Deriving a Global Urban Extent Map from ENVISAT ASAR Wide Swath Mode
Schmullius, Christiane1; Pathe, Carsten1; Riedel, Tanja1; Gamba, Paolo2; Lisini, Gianni2; Santoro, Maurizio3
1University of Jena, GERMANY; 2University of Pavia, ITALY; 3GAMMA Remote Sensing, SWITZERLAND

Human activities on Earth are rapidly altering our environment. Ongoing urbanization is a global phenomenon. For monitoring such changes and to understand global environmental change, consistent global land cover maps are urgently needed. Such maps can be derived from remote sensing data and methods.
An urban extent map is being derived from multi-temporal ENVISAT ASAR Wide Swath Mode (WSM) data at a final resolution of 300 m. Such a map could be useful as supplemental or alternative information source for global land cover products such as Globcover. Radar multi temporal backscatter statistics are indeed a very helpful tool to analyze the temporal variation of the backscatter information contained in an image. Because of the relatively static characteristic of man-made urban objects and surfaces, urban areas are objects with little temporal change in terms of radar backscatter, as long as the viewing geometry is unaltered. Therefore, urban areas are characterized by high backscatter values in multi-temporal radar images and can be extracted by appropriate mapping procedures. The global WSM data used in this work have been acquired throughout 2010; for areas with low temporal coverage the time frame has been expanded to 2009-2012. Pre-processing of the WSM data comprises geocoding, radiometric calibration and normalization to a mean incidence angle of 30°. To reduce speckle effects on the geocoded, calibrated and normalized ASAR WSM images, a multi-temporal speckle filtering technique was also applied to the data. Finally, the image stack was used to generate a global multi-temporal mean backscatter data set for further analysis and urban extent extraction.
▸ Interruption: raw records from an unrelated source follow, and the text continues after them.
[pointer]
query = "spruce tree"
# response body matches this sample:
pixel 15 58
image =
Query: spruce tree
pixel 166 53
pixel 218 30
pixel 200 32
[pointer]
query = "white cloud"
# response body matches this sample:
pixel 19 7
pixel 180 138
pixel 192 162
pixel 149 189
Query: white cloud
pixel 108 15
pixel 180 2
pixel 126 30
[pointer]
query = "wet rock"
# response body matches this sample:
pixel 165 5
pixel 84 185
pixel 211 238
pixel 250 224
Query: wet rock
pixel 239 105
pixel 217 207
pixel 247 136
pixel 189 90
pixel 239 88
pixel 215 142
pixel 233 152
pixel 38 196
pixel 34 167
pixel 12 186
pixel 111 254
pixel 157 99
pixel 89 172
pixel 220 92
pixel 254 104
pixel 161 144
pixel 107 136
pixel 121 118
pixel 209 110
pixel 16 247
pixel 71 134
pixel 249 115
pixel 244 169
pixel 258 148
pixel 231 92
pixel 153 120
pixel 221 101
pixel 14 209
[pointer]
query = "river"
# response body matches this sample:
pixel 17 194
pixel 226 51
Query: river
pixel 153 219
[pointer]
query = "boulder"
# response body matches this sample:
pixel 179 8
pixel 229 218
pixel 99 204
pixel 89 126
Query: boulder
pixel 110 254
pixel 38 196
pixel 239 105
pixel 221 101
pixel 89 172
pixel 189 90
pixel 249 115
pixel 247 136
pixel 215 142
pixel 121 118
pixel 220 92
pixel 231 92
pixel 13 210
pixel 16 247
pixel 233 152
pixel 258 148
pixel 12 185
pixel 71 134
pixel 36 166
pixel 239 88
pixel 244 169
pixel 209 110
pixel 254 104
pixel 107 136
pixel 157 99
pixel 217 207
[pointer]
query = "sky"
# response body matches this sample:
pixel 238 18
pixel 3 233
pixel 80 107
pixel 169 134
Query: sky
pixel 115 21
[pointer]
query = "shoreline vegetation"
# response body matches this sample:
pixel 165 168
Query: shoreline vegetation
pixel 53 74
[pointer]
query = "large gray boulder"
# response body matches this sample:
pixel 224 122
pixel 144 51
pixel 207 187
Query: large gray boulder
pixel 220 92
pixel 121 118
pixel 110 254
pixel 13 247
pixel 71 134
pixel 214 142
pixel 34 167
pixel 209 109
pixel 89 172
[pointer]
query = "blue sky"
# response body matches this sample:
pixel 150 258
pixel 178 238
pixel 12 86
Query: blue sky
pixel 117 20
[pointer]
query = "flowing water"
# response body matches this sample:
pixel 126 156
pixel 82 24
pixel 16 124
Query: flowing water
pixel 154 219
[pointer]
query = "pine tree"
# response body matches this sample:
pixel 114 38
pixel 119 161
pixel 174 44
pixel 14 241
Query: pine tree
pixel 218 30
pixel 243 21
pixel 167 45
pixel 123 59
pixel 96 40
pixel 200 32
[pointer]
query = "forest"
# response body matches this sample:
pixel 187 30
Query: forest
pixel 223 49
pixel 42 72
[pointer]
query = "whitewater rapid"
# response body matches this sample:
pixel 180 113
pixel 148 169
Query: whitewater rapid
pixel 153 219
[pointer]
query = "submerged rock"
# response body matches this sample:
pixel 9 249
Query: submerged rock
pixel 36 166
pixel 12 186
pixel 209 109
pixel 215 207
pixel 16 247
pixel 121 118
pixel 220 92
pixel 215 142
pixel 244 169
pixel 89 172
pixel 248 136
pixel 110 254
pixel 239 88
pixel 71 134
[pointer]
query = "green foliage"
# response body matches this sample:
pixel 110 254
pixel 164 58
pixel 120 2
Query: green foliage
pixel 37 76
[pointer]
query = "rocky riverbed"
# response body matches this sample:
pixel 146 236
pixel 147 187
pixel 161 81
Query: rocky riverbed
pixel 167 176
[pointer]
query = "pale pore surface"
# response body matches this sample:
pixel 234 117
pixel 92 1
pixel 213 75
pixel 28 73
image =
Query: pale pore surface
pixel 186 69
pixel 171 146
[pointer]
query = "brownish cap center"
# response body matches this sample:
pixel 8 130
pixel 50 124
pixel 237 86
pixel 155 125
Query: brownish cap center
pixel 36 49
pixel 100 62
The final urban extent map is derived from the ENVISAT ASAR WSM data using a suitable combination of two mapping procedures, the Urban Area Detecting Parameter (UADP) and the Urban EXTraction (UEXT) procedures.
The UADP is based on a Neighborhood Greylevel Dependency matrix (NGLD) that models the co-occurrence of the pixel´s intensity and properties of its surrounding pixels under a neighborhood constraint. The relation used for the computation of the NGLD-matrix for the urban extent mapping is a difference of 0.1 between neighboring pixels within a distance of one and two pixels (both distances were considered). All non-urban areas in the resulting UADP map are characterized by the value 0. To create a simple binary UADP urban mask, all pixels with values > 0 are set to 1, all non-urban areas will keep the value 0. There are some limitations to the UADP mapping procedure. Problems occur in detecting the closeness of bigger settlements. The UADP measure produces differences in grey levels but is not sensitive enough to relatively homogenous high backscatter values in bigger cities. Therefore gaps are likely to occur in the bigger urban areas. Arid regions, where bare ground and rocks cause high backscatter values, may also lead to false mapping results. Another problem arises in areas with steep slopes, Where the terrain facing the ASAR sensor are characterized by high multi-temporal backscatter values which appear as bright as an urban area areas. Due to these limitations, the UADP map requires a number of post-processing steps. Possible gaps within large city areas are treated by a morphological filtering procedure using a combination of expand and shrink filters. To account for misclassified pixels in arid areas, a combination of the Globcover bare area class (class value 200) and the version 4 DMSP-OLS Nighttime Lights Time Series product are used to identify and correct such areas and misclassified pixels. Steep slope areas exceeding 15° are masked out using a slope map derived as a side product during the geocoding process.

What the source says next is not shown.